The Cardiolipin Transacylase Tafazzin Regulates Basal Insulin Secretion and Mitochondrial Function in Pancreatic Islets from Mice

Objective Tafazzin (TAZ) is a cardiolipin (CL) biosynthetic enzyme important for maintaining mitochondrial function. TAZ impacts both the species and content of CL in the inner mitochondrial membrane which are essential for normal cellular respiration. In pancreatic β-cells, mitochondrial function is closely associated with insulin secretion. However, the role of TAZ and CL in the secretion of insulin from pancreatic islets remains unknown.

Methods Male 4-month-old doxycycline-inducible TAZ knock-down (TAZ KD) mice and wild-type littermate controls were utilized. Immunohistochemistry was used to assess β-cell morphology in whole pancreas sections, while ex vivo insulin secretion, CL content, RNA-Seq analysis and mitochondrial oxygen consumption were measured from isolated islet preparations.

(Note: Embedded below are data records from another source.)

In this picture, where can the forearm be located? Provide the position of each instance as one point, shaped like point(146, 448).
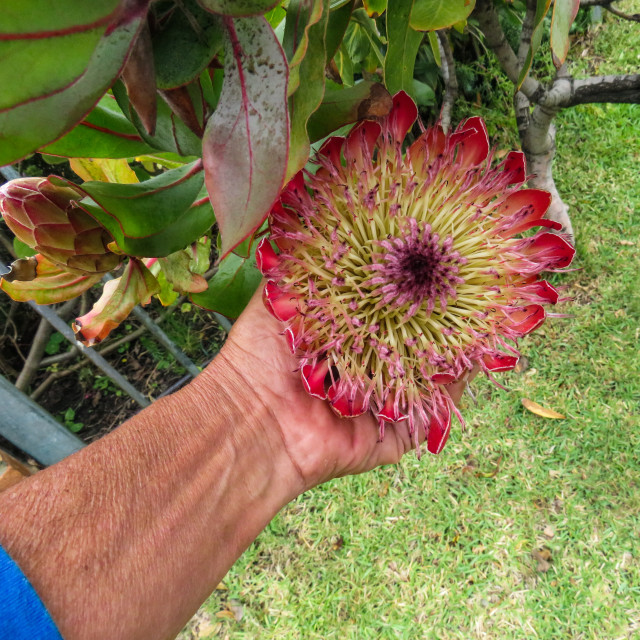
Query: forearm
point(126, 538)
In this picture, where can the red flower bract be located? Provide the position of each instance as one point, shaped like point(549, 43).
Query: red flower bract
point(395, 273)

Results Ex vivo insulin secretion under non-stimulatory low-glucose concentrations was reduced ∼52% from islets isolated from TAZ KD mice. Mitochondrial oxygen consumption under low-glucose conditions was also reduced ∼58% in islets from TAZ KD animals. TAZ-deficiency in pancreatic islets was associated with significant alteration in CL molecular species and reduced oxidized CL content. In addition, RNA-Seq of isolated islets showed that TAZ KD increased expression of extracellular matrix genes which are linked to pancreatic fibrosis, activated stellate cells and impaired β-cell function.

Conclusion These data indicate a novel role for TAZ in regulating normal β-cell function, particularly under low-glucose conditions.